Uma decisão histórica e importante! Por unanimidade, a corte do Supremo Tribunal Federal (STF) decidiu que a partir de agora é inconstitucional a desqualificação de mulheres vítimas de violência em processos judiciais e investigações policiais.
Um dos casos que motivaram a ação é o da influenciadora Mariana Ferrer, que sofreu constrangimento por parte do advogado do réu. Uma gravação do julgamento mostrou que o magistrado defendia o acusado, insultou a jovem, exibiu fotos sensuais feitas por ela antes do suposto crime, sem qualquer relação com o episódio, e mencionou poses “ginecológicas”.

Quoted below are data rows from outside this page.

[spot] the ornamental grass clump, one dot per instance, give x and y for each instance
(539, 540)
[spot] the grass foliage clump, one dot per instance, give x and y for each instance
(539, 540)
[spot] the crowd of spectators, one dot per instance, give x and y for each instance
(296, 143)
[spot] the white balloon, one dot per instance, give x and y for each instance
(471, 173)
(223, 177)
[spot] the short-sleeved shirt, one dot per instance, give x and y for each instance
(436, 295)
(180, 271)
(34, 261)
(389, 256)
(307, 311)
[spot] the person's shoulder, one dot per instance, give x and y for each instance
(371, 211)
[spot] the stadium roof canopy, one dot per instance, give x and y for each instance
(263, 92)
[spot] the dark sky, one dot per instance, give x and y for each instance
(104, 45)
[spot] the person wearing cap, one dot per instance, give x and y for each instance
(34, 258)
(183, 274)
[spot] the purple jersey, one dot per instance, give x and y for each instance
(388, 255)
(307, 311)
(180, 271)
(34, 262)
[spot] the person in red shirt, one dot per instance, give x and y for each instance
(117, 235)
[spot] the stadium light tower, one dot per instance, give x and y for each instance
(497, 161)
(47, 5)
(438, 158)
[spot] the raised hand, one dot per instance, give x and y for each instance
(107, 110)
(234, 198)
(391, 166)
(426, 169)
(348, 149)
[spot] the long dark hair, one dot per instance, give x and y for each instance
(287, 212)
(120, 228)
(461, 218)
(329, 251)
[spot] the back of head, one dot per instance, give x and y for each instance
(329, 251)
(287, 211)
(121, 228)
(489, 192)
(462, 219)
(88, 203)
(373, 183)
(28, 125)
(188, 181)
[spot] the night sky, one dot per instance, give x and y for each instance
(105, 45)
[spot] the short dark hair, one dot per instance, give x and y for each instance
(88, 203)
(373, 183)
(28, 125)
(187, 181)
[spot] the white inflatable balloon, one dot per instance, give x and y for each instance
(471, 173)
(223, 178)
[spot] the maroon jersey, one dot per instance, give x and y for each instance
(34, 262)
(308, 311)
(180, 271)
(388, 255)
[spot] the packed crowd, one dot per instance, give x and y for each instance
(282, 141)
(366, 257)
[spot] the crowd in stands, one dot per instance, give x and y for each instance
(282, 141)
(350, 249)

“Perguntam na delegacia, ou os juízes toleram, uma coisa horrorosa, perversa e cruel de perguntar: ‘você [mulher] fez por merecer, qual foi o seu comportamento, como era antes a sua vida’, como se a circunstância de ser mulher ou de ter uma vida sexual fosse desqualificadora para o crime de estupro”, afirmou a ministra e relatora do caso, Cármen Lúcia.
A votação
A decisão foi tomada na tarde desta quinta-feira,23, em Brasília, no Distrito Federal e já está valendo em todo o território nacional.
Prevaleceu o voto de Cármen Lúcia, que foi seguido pelos ministros Edson Fachin, Dias Toffoli, Flávio Dino, Cristiano Zanin, André Mendonça, Nunes Marques, Alexandre de Moraes, Luiz Fux, Gilmar Mendes e o presidente Luís Roberto Barroso.

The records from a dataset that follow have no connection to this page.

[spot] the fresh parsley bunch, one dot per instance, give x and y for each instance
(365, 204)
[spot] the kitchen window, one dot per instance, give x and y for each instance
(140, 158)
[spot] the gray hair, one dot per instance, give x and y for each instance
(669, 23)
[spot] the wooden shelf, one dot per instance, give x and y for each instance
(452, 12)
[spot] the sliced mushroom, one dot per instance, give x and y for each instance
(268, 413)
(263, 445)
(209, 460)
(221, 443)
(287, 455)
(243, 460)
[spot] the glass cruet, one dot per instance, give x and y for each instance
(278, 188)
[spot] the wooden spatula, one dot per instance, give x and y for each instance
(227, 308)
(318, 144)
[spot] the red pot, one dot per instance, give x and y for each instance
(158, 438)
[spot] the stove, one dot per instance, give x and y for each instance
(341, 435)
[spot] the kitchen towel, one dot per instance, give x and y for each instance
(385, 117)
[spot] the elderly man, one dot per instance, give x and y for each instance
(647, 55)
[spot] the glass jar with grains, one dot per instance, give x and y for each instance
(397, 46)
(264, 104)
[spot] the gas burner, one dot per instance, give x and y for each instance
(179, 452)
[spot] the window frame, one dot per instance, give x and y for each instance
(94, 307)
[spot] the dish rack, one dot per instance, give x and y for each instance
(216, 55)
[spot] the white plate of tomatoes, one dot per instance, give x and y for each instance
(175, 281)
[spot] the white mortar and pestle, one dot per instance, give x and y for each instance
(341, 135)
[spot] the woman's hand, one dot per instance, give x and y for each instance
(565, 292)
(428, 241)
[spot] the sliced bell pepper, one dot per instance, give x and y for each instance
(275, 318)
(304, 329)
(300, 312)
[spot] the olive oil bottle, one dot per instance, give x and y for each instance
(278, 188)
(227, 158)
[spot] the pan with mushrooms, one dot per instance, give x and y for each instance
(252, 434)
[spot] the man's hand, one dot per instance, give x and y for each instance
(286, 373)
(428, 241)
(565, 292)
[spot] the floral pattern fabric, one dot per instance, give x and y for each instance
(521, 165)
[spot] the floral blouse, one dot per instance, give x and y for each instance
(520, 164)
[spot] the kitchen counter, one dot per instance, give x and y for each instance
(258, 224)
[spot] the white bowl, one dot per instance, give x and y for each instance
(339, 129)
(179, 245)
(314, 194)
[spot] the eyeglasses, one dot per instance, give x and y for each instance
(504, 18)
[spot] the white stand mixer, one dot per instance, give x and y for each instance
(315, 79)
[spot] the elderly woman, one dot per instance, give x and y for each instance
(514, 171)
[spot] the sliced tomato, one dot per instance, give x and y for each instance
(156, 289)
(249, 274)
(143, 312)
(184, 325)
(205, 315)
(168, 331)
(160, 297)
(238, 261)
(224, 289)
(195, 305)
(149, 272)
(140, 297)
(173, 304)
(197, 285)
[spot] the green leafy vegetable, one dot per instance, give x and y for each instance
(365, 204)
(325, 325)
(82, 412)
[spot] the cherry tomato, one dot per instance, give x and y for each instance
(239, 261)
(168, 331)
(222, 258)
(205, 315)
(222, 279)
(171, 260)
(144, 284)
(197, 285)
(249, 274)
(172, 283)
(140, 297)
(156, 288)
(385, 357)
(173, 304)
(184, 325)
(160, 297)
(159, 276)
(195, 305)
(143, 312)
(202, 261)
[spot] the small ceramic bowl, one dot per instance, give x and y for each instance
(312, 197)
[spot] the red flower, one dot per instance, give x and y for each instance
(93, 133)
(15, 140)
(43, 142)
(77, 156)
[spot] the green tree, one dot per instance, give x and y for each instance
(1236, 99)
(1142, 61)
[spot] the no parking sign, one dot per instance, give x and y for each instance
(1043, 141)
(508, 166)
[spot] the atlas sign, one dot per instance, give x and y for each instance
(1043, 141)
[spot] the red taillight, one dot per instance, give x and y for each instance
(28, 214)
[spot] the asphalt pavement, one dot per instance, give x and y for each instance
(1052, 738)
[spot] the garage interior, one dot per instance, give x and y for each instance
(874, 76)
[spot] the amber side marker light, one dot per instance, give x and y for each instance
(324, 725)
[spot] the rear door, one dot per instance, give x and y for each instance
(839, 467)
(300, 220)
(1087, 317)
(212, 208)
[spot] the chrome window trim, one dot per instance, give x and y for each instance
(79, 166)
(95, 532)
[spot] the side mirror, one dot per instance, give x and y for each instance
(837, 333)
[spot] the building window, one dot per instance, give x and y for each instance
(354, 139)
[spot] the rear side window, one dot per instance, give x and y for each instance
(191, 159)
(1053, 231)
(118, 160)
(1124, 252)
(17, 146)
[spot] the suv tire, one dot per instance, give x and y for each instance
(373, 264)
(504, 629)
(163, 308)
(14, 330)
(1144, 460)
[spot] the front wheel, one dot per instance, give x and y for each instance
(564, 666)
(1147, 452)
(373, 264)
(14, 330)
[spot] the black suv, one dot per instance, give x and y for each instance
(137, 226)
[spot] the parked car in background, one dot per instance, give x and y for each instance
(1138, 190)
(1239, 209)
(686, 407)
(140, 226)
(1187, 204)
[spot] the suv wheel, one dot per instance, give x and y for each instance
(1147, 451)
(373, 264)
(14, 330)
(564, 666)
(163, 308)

Inicialmente, os ministros tinham decidido que a vedação valeria apenas para casos de crimes sexuais.
Mas, ao final do julgamento, os ministros decidiram estender para todos os crimes de violência contra a mulher – os delitos previstos na Lei Maria da Penha e a violência política de gênero, por exemplo.
Leia mais notícia boa:
- STF muda regra e amplia direito de autônomas para licença-maternidade
- Mulheres vítimas de violência doméstica ganham tratamento dentário gratuito no DF
- Governo do Rio lança plataformas para ajudar mulheres vítimas de violência
Processos podem ser anulados
Ao votar, a ministra Cármen Lúcia citou o tratamento dado às mulheres vítimas de crimes sexuais pelas autoridades.
A relatora pontuou a importância do direito da igualdade, para que ele se transforme em prática social, por meio da educação. Ela ainda destacou a luta das mulheres – e própria história – pela igualdade.

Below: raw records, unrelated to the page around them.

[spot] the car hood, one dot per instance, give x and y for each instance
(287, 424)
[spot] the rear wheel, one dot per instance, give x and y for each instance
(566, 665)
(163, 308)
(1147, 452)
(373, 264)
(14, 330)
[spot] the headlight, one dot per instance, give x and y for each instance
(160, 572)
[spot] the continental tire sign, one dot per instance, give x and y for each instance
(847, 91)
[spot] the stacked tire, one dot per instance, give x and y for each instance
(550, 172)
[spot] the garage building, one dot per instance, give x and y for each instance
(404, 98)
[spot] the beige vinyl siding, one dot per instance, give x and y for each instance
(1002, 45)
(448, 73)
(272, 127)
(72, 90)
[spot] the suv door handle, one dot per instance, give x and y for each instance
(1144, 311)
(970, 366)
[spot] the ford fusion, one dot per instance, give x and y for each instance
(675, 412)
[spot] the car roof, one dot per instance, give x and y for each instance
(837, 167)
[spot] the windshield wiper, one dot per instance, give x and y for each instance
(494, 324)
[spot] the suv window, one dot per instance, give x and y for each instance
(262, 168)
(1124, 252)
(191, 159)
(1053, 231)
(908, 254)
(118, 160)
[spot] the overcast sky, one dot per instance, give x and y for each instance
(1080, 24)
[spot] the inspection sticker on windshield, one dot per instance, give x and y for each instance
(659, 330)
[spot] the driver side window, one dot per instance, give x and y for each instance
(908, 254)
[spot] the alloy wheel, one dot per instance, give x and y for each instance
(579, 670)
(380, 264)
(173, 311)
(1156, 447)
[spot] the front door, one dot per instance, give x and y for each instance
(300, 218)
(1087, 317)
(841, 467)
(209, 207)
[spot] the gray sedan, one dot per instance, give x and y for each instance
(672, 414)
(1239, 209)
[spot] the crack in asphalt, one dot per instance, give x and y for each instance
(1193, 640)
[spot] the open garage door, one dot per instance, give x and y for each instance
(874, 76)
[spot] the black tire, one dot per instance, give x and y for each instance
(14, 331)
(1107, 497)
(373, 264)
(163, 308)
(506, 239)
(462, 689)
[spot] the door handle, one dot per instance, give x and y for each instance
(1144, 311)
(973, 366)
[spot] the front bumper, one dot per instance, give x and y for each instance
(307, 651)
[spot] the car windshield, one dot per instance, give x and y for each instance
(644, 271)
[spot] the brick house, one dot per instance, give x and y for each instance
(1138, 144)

“Eu continuo tendo que provar que eu não pareço igual. que, para os fins profissionais, de atuação na sociedade, de ter o mesmo reconhecimento, eu sou igual. Somos diferentes fisicamente, fisiologicamente, psiquicamente, mas o direito de ser igual na dignidade de homens e mulheres há de ser preservado”, declarou durante sessão no STF.
Ela concluiu ainda que, se autoridades ou partes dos processos insistirem na prática, os procedimentos na Justiça podem ser anulados.
Mais acolhimento
A Procuradoria-Geral da República apresentou a ação em dezembro de 2023 e usou casos de mulheres que foram desqualificadas em julgamentos, devido a vida sexual delas.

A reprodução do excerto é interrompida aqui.